June 3 (Bloomberg) -- Novartis AG may pass on a chance to buy a majority stake in eye-care company Alcon Inc. for $28.2 billion after Alcon shares slumped, Chief Executive Officer Daniel Vasella said.

Novartis last year acquired 25 percent of Alcon from Nestle SA for $143.18 a share, or $11 billion. Under the agreement, Novartis can purchase another 52 percent between January 2010 and July 2011 for $181 a share. Alcon has fallen 25 percent since Nestle and Novartis announced the deal on April 7, 2008, closing yesterday on the New York Stock Exchange at $111.45.

Buying Alcon would help Basel, Switzerland-based Novartis reduce its reliance on pharmaceuticals at a time when its biggest-selling drugs, the hypertension treatment Diovan and the cancer drug Gleevec, are set to lose patent protection. Still, completing the purchase would require the drugmaker to pay a 62 percent premium over Alcon’s current price.

“You can calculate the likelihood of that happening,” Vasella, said in a May 28 interview in his Basel office. “From the point of the fundamentals, of the fit of the business, of the strategy, all that has not changed, but you cannot look at that in isolation. It is in a context of financial terms. I hope that it can be done, but obviously there are also significant uncertainties.”

Novartis may still end up buying the Alcon stake. Nestle can require Novartis to buy the shares at a 20.5 percent premium to Alcon’s stock price when the option is exercised, up to a maximum of $181. A Nestle spokeswoman declined to comment on whether it plans to exercise that option. The remaining 23 percent of Alcon, the world’s largest eye-care products company, is publicly traded.

Vasella, 55, also said that two personnel moves in the past seven months -- elevating Joerg Reinhardt to chief operating officer and hiring Jonathan Symonds as chief financial officer - - will give the board options in planning for Vasella’s successor.

Alcon’s Stock

Alcon, based in Hunenberg, Switzerland, makes Opti-Free contact-lens disinfectants, treatments for eye infections and glaucoma, and machines used in cataract surgery.

In past years, Novartis reduced its dependence on prescription medicines by developing generic drugs and expanding its vaccine unit by acquiring Chiron Corp. Vasella repeated that he’s looking for acquisitions to aid growth.

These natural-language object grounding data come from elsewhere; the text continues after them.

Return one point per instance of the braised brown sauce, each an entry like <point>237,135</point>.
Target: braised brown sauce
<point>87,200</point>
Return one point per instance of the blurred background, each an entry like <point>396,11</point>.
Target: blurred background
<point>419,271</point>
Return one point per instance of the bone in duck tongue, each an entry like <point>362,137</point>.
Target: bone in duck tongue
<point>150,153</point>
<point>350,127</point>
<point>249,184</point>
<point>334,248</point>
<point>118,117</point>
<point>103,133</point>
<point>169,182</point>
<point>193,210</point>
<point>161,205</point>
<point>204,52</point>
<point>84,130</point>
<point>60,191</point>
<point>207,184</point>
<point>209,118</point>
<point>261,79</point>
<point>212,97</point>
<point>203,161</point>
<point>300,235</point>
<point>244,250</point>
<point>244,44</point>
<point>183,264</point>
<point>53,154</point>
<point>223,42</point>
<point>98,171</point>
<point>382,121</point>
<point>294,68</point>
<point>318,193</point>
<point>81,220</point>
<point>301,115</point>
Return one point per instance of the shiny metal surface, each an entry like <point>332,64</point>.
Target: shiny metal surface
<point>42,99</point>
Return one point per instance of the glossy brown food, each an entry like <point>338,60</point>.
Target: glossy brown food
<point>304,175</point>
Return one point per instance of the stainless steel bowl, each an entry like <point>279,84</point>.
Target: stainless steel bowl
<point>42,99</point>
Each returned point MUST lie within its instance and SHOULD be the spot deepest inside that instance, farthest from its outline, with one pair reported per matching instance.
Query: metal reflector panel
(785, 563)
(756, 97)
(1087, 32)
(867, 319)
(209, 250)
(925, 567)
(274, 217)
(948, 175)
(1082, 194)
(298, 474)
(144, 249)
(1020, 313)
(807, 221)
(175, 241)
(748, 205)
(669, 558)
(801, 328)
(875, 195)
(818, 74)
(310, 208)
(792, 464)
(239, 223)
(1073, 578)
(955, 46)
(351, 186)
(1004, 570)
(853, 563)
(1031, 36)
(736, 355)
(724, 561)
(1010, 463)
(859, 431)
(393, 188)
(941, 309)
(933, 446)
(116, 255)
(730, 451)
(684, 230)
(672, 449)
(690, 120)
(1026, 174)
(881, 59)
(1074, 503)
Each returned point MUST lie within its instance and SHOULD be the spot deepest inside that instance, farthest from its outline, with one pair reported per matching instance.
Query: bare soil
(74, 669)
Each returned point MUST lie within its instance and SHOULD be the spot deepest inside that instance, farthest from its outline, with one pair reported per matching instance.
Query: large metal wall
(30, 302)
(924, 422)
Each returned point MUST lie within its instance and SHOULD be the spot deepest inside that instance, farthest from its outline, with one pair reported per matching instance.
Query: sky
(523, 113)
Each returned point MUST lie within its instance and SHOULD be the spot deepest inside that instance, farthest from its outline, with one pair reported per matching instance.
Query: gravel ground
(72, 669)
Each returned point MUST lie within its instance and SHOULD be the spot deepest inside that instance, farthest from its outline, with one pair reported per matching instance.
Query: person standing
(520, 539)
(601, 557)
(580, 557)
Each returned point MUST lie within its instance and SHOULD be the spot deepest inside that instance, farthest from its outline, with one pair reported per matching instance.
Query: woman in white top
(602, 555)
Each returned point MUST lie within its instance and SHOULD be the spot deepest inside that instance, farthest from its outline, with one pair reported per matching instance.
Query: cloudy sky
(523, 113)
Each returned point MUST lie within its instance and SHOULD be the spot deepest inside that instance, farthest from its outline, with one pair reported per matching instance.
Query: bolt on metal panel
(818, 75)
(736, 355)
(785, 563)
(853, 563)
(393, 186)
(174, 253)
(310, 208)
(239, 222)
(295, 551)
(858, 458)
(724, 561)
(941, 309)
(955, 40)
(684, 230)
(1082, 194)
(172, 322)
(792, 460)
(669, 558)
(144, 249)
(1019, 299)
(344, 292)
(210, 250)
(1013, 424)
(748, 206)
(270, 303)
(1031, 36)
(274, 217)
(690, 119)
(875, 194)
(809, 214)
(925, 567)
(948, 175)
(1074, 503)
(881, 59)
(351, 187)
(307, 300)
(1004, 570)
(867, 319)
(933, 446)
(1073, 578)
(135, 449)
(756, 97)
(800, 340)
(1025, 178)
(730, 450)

“If we can acquire now at a decent price then we should,” he said. Acquisitions “could be biotechs, could be generics could be vaccines. If we can make the case that it adds value more than cash, we would do it.”

Last month, Novartis agreed to buy Ebewe Pharma’s injectable-drug unit for $1.2 billion in cash to gain generic copies of cancer treatments, including chemotherapy. In February, it said it will pay Portola Pharmaceuticals Inc. as much as $575 million for the global rights to a blood thinner that could challenge Bristol-Myers Squibb Co.’s and Sanofi- Aventis SA’s Plavix.

Smaller Deals

Novartis, along with GlaxoSmithKline Plc and AstraZeneca Plc in the U.K. and France’s Sanofi, has said it prefers smaller deals to megamergers. This year, Pfizer Inc. agreed to acquire Wyeth for $63.6 billion, Merck & Co. said it will pay about $46 billion for Schering-Plough Corp. and Roche Holding AG purchased the rest of Genentech Inc. for $46.8 billion.

“The question is: why do you consider big transactions, and I think the worst reason is because it is fashion,” the Novartis chief executive said.

In October, Vasella shook up top management, replacing the heads of three of four business units. He moved Reinhardt from head of the vaccines unit into the new position of chief operating officer, sharing leadership duties with Vasella. Last month, the company hired Symonds, a former AstraZeneca executive-turned investment banker.

While Vasella declined to say how long he planned to stay in his job, he said succession played a role in both moves.

“Succession planning is not an option, it’s a must,” Vasella said. “You don’t want to be in front of a situation where you have one choice. One choice is no choice.”